CONTROLE DE QUALIDADE DE BIOINOCULANTES PRODUZIDOS ON FARM

Este capítulo faz parte da coletânea de trabalhos apresentados na VII Semana de Alimentos (Semal), publicado no livro: Avanços e Pesquisas em Ciência dos Alimentos: Novas Tendências e Aplicações. – Acesse ele aqui.

DOI: 10.53934/agronfy-2025-03-20

ISBN:

Tenille Ribeiro de Souza ; Eliza Gonçalves de Sousa ;Aline Brito Vaz ; Erasmo Ribeiro da Paz Filho ; Juliana Nascimento Silva ; Laryssa Márcia Caetano ; Lucas Facundo Silva ; Michelle Carlota Gonçalves ; Leonardo Cunha Albuquerque ; Nadson de Carvalho Pontes

*Autor correspondente (Corresponding author) –Email:tenillemicro@gmail.com;

RESUMO

Bioinsumos, como inoculantes, são insumos biológicos que promovem práticas agrícolas sustentáveis ao aumentar a produtividade e reduzir o uso de químicos. No estado de Goiás, eles beneficiam a agricultura familiar, mas a produção on farm enfrenta desafios de qualidade e regulamentação. Este estudo avaliou a pureza microbiológica de inoculantes produzidos on farm no sul de Goiás, destacando seu potencial para a sustentabilidade agrícola.

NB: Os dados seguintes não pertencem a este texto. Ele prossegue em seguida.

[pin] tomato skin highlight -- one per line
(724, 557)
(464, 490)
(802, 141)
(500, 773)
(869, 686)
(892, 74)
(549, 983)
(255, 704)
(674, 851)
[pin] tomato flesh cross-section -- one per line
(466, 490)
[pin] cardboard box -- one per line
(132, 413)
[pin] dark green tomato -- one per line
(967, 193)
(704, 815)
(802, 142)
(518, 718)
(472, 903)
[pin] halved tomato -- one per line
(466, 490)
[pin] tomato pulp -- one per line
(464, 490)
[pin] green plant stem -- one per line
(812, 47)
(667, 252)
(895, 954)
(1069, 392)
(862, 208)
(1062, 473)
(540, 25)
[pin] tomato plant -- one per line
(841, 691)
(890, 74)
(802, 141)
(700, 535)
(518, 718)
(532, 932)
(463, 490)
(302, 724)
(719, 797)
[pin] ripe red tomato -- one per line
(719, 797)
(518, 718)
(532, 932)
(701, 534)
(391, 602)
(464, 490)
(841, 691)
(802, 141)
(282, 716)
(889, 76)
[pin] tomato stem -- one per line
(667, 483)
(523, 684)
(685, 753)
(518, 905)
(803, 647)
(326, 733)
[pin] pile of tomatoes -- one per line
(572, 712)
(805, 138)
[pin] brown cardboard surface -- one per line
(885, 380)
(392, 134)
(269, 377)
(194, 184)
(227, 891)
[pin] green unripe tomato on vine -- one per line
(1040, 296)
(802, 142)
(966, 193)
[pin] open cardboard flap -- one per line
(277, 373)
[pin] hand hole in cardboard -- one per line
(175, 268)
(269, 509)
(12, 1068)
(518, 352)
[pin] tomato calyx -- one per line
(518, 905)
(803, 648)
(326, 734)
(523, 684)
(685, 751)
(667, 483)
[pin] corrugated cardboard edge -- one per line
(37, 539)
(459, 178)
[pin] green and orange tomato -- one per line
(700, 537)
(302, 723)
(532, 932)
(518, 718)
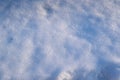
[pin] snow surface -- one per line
(59, 40)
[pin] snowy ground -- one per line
(59, 40)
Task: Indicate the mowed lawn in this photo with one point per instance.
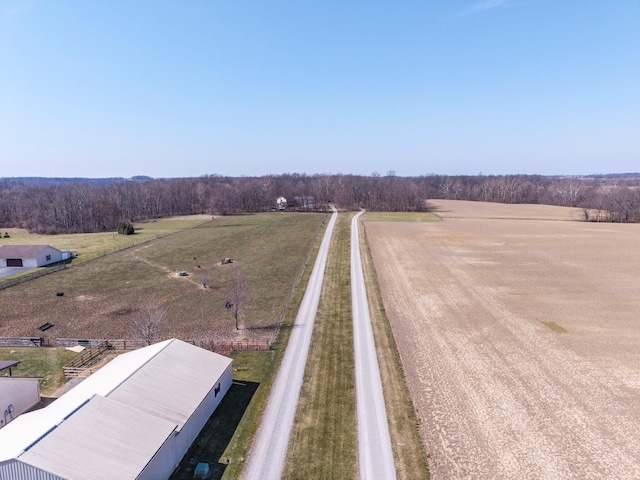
(101, 297)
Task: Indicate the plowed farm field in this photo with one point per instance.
(519, 332)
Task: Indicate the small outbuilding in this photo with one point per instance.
(28, 255)
(133, 419)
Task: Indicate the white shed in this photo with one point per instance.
(133, 419)
(28, 255)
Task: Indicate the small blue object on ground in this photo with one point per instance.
(202, 470)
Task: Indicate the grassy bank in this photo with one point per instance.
(408, 451)
(45, 363)
(225, 441)
(324, 438)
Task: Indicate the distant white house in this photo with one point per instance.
(28, 255)
(133, 419)
(17, 395)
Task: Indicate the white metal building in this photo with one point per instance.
(28, 255)
(133, 419)
(17, 395)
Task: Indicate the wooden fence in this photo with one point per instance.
(21, 342)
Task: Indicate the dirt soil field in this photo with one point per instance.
(519, 334)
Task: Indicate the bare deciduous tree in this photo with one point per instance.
(236, 294)
(148, 323)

O estudo avaliou 24 amostras de inoculantes on farm de agricultores, analisando a viabilidade e concentração dos microrganismos no Laboratório de Fitopatologia (LAFIP), IF Goiano – Campus Morrinhos, seguindo o Manual de Análises de Bioinsumos. Das 24 amostras avaliadas, apenas 4 estavam livres de contaminantes, enquanto 7 não apresentaram crescimento, indicando problemas de qualidade. A produção on farm enfrenta desafios como contaminação e falta de viabilidade dos microrganismos, reforçando a importância de optar por inoculantes certificados, fabricados sob rigoroso controle. Assistência técnica e melhores tecnologias de armazenamento e transporte são essenciais. Com avanços na biotecnologia, espera-se maior eficiência, segurança e acessibilidade nos inoculantes, equilibrando benefícios econômicos e ambientais com a segurança alimentar.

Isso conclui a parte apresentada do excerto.